For Jane, having kids in this line of work wouldn't be sensible and, whether she means it literally or the series implies an allegory for our world falling apart, she makes a valid point. John assures her he's happy with eventually settling for a low-risk job so that he can take care of the baby, disingenuously denying that the brunt of raising a human being still falls primarily on women in heteronormative relationships.
Horrified at the prospect of compromising on her career, Jane stands her ground but later laments the expectations – on the part of John and society at large – to fulfil a maternal role.
Jane and John's discussion offers a candid insight into a married couple with different values, hinting at a dealbreaker for them further down the line but also having the potential to challenge the cliché of motherhood as the ultimate goal.
Sadly Mr & Mrs Smith falls into the same trap many shows have before, resorting to a stereotyped, negative representation of a child-free woman.
During couples' therapy, a flashback reveals that John guilt-tripped Jane in a heated row, equating not wanting children with not being a caring, loving partner, daughter, or friend.

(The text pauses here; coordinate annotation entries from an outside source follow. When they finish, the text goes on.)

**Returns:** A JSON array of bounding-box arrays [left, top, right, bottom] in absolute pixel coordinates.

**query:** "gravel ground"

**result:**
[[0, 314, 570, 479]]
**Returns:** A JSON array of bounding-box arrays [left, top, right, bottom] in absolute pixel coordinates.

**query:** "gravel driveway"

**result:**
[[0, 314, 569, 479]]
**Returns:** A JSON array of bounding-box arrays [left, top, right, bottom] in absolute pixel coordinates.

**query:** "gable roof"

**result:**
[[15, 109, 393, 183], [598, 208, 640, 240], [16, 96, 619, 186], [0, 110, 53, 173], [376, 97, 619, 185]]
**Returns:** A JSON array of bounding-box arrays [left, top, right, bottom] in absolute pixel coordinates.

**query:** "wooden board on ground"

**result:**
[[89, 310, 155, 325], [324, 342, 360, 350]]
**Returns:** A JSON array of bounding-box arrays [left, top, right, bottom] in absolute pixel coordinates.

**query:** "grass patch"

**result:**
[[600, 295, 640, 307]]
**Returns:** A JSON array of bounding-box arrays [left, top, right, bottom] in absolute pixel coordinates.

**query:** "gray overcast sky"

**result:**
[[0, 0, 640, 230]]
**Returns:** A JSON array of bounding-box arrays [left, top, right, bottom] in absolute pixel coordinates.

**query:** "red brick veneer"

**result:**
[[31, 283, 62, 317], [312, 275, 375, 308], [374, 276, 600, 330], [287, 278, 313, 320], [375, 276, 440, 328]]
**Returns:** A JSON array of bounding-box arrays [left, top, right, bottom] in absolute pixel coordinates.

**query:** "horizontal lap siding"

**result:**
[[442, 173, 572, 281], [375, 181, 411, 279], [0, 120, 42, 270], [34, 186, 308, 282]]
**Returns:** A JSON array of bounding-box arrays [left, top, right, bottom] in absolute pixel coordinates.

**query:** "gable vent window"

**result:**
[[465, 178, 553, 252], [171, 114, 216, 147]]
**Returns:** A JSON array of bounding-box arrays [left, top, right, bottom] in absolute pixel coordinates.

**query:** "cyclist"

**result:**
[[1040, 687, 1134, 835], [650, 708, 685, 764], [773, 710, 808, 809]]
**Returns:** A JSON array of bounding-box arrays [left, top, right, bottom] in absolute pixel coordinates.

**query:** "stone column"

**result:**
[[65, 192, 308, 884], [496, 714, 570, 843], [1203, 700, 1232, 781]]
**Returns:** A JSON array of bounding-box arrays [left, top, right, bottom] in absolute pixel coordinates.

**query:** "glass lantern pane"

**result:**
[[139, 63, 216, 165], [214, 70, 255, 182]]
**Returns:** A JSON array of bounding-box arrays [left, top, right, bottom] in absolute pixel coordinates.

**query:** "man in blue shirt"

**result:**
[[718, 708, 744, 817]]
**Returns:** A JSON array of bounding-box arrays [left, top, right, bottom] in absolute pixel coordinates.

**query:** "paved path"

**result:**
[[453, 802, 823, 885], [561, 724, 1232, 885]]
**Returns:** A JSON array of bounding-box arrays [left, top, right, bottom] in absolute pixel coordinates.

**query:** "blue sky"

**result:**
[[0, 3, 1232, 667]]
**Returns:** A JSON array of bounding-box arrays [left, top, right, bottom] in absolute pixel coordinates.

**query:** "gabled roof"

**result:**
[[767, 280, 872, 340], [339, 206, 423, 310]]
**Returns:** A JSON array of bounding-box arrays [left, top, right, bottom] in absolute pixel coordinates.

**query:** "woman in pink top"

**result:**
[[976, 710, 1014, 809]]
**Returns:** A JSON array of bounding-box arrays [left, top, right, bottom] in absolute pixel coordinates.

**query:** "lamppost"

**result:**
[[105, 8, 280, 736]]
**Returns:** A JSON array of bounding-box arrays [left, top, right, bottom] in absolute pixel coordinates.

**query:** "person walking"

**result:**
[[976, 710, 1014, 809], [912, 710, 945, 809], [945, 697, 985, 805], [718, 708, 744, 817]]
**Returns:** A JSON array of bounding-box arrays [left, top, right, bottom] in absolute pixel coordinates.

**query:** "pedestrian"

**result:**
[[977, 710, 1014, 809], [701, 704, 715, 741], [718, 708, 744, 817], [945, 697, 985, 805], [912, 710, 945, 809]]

Together with a cheap shot at neurodivergent people to explain Jane's aloofness ("I don't know if you're on the spectrum or what"), John's hurtful comments confirm they probably shouldn't be together. If they hadn't been forced by their secret agents' agreement, that is.
The show nails the urgency and stubbornness some couples experience when stuck in relationships that simply don't work out, though it offers a disheartening resolution to Jane's arc in the season finale ('A Breakup').
Mr & Mrs Smith steers Jane in an unexpected way when John's mum Beverly (Glover's real-life mum Beverly Glover) calls at their gorgeous brownstone.
Bordering on a violation of privacy, the conversation ends with Beverly asking Jane if she's pregnant and replying the stakes of their marriage aren't "that high" when her daughter-in-law says she isn't.
However well-meaning, that exchange perpetuates the sanctity of motherhood and the idea of the female body as a vessel that's almost concerning at a time when reproductive rights are under attack.
Moments before the end credits roll on a cliffhanger finale, Jane relents. She tells a wounded, possibly dying John they can have "one kid". "Two, but that's it," she adds when he demands five, single-handedly making a point for normalising vasectomies.
The life-altering choice of having a child becomes another terrain where the two spies manipulate each other. Jane's change of heart could be a genuine reconsideration or a desperate attempt to make sure John stays alive, but it plays out like a concession rather than the sweet moment the show aimed for.
Worse yet, the scene suggests that agreeing to become a mum is what makes Jane finally human, her icy exterior thawing to fully commit to John.
In a show that captures the uncertainty of modern relationships at the intersection of race and gender and brings new blood into a couple dynamic from decades ago, seeing Jane adjusting to John's desires while her ambitions take a backseat is an outdated, capital fail.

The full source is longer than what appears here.